I have no issues with Cocobolo at all. I've worked it several times without any issue. Same with any other exotic or domestic wood… EXCEPT Bolivian Rosewood. It's a mild reaction but any dust that comes in contact with exposed skin becomes an itchy rash for a few days. It takes a couple of hours usually before it manifests and since it's the only wood that has done it, I tend to forget. I forgot last week. I had to pee while I was working with it. I walked out into the backyard and took care of business.
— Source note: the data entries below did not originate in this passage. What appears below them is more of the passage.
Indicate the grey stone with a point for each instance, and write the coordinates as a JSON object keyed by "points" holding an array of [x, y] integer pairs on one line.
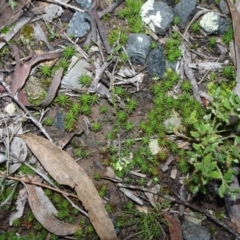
{"points": [[85, 4], [138, 47], [192, 231], [184, 10], [79, 24], [59, 121], [157, 15], [170, 2], [212, 23], [223, 6], [156, 62]]}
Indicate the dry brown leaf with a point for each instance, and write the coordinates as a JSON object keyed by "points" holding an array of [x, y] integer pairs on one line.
{"points": [[175, 230], [66, 171], [49, 222]]}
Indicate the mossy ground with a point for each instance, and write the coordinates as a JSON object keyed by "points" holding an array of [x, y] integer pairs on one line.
{"points": [[119, 137]]}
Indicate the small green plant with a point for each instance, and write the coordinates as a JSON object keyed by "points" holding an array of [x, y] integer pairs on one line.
{"points": [[215, 151], [132, 14], [128, 126], [103, 109], [75, 108], [85, 99], [121, 116], [117, 36], [131, 105], [153, 45], [228, 72], [228, 35], [97, 176], [85, 109], [123, 56], [48, 121], [45, 71], [195, 27], [106, 17], [12, 3], [172, 50], [96, 126], [81, 153], [119, 91], [94, 99], [62, 100], [85, 80], [176, 20], [186, 86], [68, 52], [102, 191], [212, 42]]}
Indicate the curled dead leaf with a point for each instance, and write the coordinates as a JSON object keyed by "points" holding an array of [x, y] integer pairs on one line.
{"points": [[65, 170]]}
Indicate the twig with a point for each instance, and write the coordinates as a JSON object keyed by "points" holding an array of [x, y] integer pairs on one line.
{"points": [[172, 199], [190, 75], [28, 181], [67, 5], [34, 120], [110, 8], [98, 74], [101, 31]]}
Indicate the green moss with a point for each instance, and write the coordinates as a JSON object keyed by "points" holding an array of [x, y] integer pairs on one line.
{"points": [[116, 35]]}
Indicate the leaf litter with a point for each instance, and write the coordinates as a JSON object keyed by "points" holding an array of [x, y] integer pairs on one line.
{"points": [[61, 166]]}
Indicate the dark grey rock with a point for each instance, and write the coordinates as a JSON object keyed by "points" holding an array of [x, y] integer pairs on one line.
{"points": [[79, 24], [138, 47], [212, 23], [184, 10], [157, 15], [192, 231], [85, 4], [170, 2], [224, 7], [156, 62], [59, 121]]}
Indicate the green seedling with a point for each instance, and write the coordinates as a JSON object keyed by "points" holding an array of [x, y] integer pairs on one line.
{"points": [[131, 105], [119, 91], [85, 80], [75, 108], [85, 99], [85, 110], [48, 121], [228, 35], [195, 27], [96, 126], [103, 109], [132, 14], [97, 176], [228, 72], [172, 50], [128, 126], [45, 71], [69, 52], [12, 4], [62, 100], [212, 42], [176, 20], [117, 36], [186, 86]]}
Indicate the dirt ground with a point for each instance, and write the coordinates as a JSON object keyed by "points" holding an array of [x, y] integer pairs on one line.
{"points": [[95, 151]]}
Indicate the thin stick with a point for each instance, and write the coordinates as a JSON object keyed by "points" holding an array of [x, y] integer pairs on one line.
{"points": [[28, 181], [172, 199], [34, 120], [67, 5]]}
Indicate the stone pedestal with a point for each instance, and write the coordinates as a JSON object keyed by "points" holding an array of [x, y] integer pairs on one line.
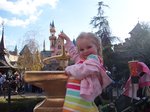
{"points": [[54, 85]]}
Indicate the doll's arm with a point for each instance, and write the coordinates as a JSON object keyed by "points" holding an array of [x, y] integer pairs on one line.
{"points": [[82, 70], [72, 50]]}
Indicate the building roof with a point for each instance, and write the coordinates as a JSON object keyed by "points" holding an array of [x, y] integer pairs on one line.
{"points": [[4, 60]]}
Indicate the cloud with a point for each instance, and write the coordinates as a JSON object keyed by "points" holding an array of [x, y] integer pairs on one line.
{"points": [[29, 9]]}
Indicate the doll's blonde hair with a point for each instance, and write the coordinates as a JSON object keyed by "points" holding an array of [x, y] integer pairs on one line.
{"points": [[92, 37]]}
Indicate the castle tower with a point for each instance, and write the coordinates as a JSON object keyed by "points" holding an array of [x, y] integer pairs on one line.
{"points": [[52, 37]]}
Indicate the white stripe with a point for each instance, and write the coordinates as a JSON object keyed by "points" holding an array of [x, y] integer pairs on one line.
{"points": [[83, 106], [73, 90], [70, 109], [74, 96]]}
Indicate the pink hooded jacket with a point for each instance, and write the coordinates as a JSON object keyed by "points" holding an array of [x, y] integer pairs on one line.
{"points": [[91, 73]]}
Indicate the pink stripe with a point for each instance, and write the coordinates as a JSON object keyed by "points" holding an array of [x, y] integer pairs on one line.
{"points": [[73, 86], [144, 84]]}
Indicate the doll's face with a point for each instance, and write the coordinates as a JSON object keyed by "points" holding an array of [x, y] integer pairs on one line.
{"points": [[86, 47]]}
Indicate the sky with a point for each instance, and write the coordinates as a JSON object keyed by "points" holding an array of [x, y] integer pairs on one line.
{"points": [[25, 19]]}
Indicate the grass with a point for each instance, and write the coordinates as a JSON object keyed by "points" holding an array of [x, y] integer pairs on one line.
{"points": [[19, 104]]}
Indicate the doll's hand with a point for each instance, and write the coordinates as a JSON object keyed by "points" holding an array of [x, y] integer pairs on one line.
{"points": [[64, 36], [92, 56], [67, 73]]}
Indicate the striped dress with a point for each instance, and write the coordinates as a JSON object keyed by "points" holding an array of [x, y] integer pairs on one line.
{"points": [[73, 102]]}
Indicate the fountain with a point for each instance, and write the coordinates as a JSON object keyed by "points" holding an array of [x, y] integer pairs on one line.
{"points": [[52, 82]]}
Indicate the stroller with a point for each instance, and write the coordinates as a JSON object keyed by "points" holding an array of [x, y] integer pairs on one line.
{"points": [[136, 92]]}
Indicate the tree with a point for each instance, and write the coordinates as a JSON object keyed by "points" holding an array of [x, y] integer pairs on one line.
{"points": [[29, 58], [139, 44], [101, 23]]}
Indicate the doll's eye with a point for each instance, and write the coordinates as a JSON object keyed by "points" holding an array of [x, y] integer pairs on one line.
{"points": [[81, 49], [89, 47]]}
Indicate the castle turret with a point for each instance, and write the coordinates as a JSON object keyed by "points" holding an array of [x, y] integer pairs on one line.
{"points": [[52, 37]]}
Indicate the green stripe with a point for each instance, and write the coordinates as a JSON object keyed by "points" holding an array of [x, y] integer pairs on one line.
{"points": [[73, 93], [78, 101]]}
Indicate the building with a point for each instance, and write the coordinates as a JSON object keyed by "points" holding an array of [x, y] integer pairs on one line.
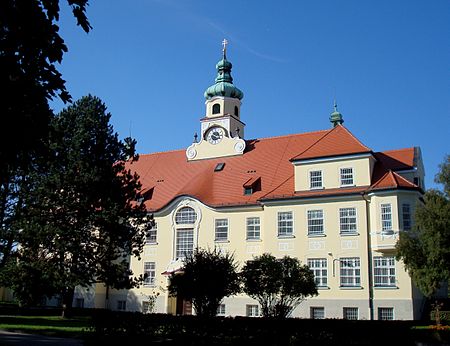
{"points": [[322, 196]]}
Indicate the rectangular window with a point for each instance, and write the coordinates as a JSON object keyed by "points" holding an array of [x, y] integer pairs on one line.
{"points": [[285, 224], [351, 313], [386, 314], [347, 220], [406, 216], [121, 305], [221, 229], [350, 270], [149, 273], [185, 242], [221, 310], [319, 267], [386, 217], [252, 310], [346, 176], [384, 271], [315, 222], [315, 179], [317, 313], [151, 235], [253, 228]]}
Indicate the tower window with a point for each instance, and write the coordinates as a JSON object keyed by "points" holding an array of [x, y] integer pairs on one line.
{"points": [[216, 108]]}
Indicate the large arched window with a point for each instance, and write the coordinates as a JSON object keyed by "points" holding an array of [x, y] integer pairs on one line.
{"points": [[216, 108]]}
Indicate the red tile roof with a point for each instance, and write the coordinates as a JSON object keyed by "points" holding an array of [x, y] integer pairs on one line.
{"points": [[170, 175]]}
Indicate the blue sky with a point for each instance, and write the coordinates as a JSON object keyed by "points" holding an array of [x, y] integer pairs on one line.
{"points": [[386, 62]]}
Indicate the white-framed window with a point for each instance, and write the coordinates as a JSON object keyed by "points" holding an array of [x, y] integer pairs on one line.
{"points": [[319, 267], [350, 270], [149, 273], [121, 305], [406, 216], [221, 229], [315, 222], [317, 312], [386, 217], [350, 313], [315, 180], [253, 228], [252, 310], [346, 176], [151, 235], [285, 223], [221, 310], [347, 220], [384, 271], [386, 314], [185, 215], [184, 242]]}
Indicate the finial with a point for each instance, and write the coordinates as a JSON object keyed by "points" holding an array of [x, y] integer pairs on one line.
{"points": [[224, 49]]}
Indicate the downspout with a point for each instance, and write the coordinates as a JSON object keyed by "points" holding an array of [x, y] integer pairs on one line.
{"points": [[369, 257]]}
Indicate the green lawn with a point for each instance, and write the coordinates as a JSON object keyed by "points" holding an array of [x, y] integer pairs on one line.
{"points": [[47, 325]]}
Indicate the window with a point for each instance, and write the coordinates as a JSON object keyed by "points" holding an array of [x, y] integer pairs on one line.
{"points": [[351, 313], [347, 220], [319, 267], [285, 224], [121, 305], [253, 228], [221, 229], [386, 314], [252, 310], [185, 242], [406, 216], [386, 217], [221, 310], [384, 271], [315, 222], [185, 215], [151, 235], [149, 273], [216, 108], [350, 272], [346, 176], [315, 179], [317, 313]]}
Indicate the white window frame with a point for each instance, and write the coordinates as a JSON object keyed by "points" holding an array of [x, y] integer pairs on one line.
{"points": [[350, 272], [315, 221], [386, 217], [315, 180], [346, 176], [150, 270], [384, 271], [285, 223], [253, 228], [348, 221], [319, 266], [221, 229]]}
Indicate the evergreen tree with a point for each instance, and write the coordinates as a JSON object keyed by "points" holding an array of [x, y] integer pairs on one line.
{"points": [[80, 221]]}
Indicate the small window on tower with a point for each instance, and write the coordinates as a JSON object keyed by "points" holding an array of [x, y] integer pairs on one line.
{"points": [[216, 108]]}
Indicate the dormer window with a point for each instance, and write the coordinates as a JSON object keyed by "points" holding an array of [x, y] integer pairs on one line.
{"points": [[216, 108]]}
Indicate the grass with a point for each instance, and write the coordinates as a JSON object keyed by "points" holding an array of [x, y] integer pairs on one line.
{"points": [[47, 325]]}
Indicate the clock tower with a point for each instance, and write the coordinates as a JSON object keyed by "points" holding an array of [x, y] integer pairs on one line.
{"points": [[222, 130]]}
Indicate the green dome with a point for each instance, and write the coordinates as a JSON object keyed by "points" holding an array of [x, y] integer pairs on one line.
{"points": [[224, 82]]}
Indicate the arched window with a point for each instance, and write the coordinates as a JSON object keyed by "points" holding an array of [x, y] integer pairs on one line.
{"points": [[216, 108]]}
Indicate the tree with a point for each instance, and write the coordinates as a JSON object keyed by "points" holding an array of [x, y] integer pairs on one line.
{"points": [[207, 277], [80, 220], [279, 285], [425, 251]]}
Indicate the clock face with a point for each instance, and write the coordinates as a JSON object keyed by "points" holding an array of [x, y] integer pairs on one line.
{"points": [[215, 135]]}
Fill in the blanks… Was an uncomfortable couple of days there…

The moral of the story (and it is a true story!) - Rosewood ain't for weenies!


----------



## TheDane (May 15, 2008)

A buddy of mine, who is a professional turner and instructor, turned black walnut for years with no problem.

Then he started experiencing nausea, lung congestion, burning eyes, skin irritation, the whole nine yards when he was turning black walnut.

Now he can't stand to be anywhere in the shop if there is any black walnut around. He is okay around finished turnings, but if there is speck of black walnut dust anywhere in the shop he needs to head for the door.


----------



## pottz (Sep 15, 2015)

sorry to hear that, its one of my fav's also,love how it turns and finishes.ive got a life time supply i inherited from my dad.just hope that problem doesnt pop up for me,alergies can develop later in life,knock on wood.


----------